For networks are the battlefields where these creators wage war.  
Networks offer a level playing field that favors the innovative,  
whether that field is made of bits, sod, or kin. Ten dollars will buy  
you a domain name, whether it's GWBush.com, GATT.org, or  
TheWorstDomainName.net--an egalitarian ethic that empowers The Yes Men  
to impersonate presidential candidates, multinational corporations,  
and influential NGOs. The artists of 0100101110101101 faced down a  
50,000 euro lawsuit from Nike, thanks in part to the anonymity of the  
Internet. By networking a dozen law students across the US, Wendy  
Seltzer can protect inventors from the chilling effects of  
intellectual property law by exposing the overreaching tactics of  
corporate lawyers. Natalie Jeremijenko lays soil on sidewalks and  
invites geese to a human lunch, reminding us that our food webs  
include the flora and fauna in driveways and rooftops. And Miigam'agan  
and gkisedtanamoogk are rebuilding the Longhouse, one of the most  
successful networks of the past 10,000 years, starting with little  
more than their own convictions and good will.
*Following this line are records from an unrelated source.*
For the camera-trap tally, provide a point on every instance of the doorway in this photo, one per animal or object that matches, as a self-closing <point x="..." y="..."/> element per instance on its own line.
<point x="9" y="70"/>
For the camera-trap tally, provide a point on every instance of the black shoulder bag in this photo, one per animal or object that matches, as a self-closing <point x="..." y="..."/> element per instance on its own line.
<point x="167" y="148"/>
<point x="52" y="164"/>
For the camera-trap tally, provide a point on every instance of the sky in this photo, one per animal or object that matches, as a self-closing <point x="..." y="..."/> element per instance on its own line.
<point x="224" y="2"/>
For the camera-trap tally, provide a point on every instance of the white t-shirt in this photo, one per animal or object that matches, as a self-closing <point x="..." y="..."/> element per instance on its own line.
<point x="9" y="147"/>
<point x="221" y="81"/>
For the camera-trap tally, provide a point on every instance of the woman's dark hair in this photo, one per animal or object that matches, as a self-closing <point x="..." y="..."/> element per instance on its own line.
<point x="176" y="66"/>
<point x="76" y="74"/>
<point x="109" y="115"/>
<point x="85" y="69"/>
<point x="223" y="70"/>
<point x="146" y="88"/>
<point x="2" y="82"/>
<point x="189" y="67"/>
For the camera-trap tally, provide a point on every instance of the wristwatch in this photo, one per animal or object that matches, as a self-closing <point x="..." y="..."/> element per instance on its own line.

[....]the Internet is less a technology for wiring routers via packet- 
switching as much as a technology for social intelligence. So perhaps  
we shouldn't be surprised that the Internet built by white male  
engineers is a barely sustainable system beset by viruses, spam, and  
vitriol. It is precisely social intelligence that Euro-ethnic culture  
lacks, and that the Wabanaki remember: the Longhouse is *their*  
Internet. In place of flamewars, indigenous people had talking  
circles; instead of money, they had trust. Rather than entrust care of  
their networks to top-down organizations like ICANN and Verizon, the  
Wabanaki created an inverse hierarchy, where decisions by the highest  
intertribal council could always be overruled by local communities.  
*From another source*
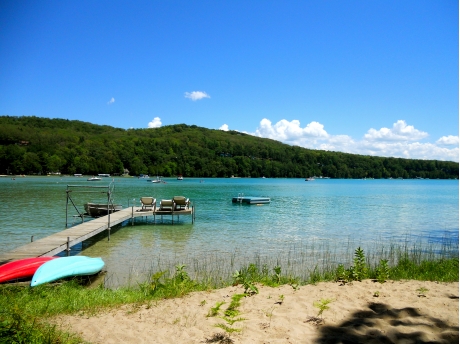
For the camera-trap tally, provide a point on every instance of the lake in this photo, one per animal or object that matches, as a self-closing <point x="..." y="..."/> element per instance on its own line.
<point x="303" y="218"/>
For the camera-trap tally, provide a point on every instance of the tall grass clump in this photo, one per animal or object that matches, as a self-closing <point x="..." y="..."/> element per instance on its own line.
<point x="24" y="311"/>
Their vision is broad, their communities dense. They recognize that  
the real doomsday invention of the 20th century was not the nuclear  
bomb, but the nuclear family.

Nevertheless, the digital media newly birthed by Euro-ethnic culture  
offer many practical strategies that innovators from all networked  
cultures gladly exploit. These creators don't fashion rarities for the  
white cube or its elite gatekeepers, but unleash their executable  
creations on the email inboxes and street corners of ordinary folks.  
Junkyards and e-commerce sites aren't subjects they paint or sculpt,  
but sites where they act. As we argue in the book _At the Edge of  
Art_, the Internet has enabled creative people to make and distribute  
work far outside art's traditional confines. To be sure, there's no  
gallery to fund high-tech installations, and the lack of a "dot-art"  
domain to go with "dot-com" and "dot-org" means viewers have to decide  
for themselves what is or isn't art. But these constraints have also  
freed new media artists from the art world's narrow purview and  
dependence on the market, helping them learn to survive in a world  
much bigger than the its cloistered hothouse. Much as art world  
cognoscenti find titillation in a set of handcuffs or a Barbie doll on  
a gallery floor, new media artists aim to do more than retrieve a new  
readymade into the Duchampian frame[....]

In his 1946 essay "As We May Think," Vannevar Bush pinned the cause  
for the last century's two world wars on the fact that human  
intelligence was separated socially and geographically. His vision of  
the Memex heralded a global network of distributed information. The  
cyberspace of the 20th century was a first draft of this vision, but  
today's real innovators in new media are taking taking that vision  
back down to the earth and all its beings. That cross-species  
intelligence is our past--and our future.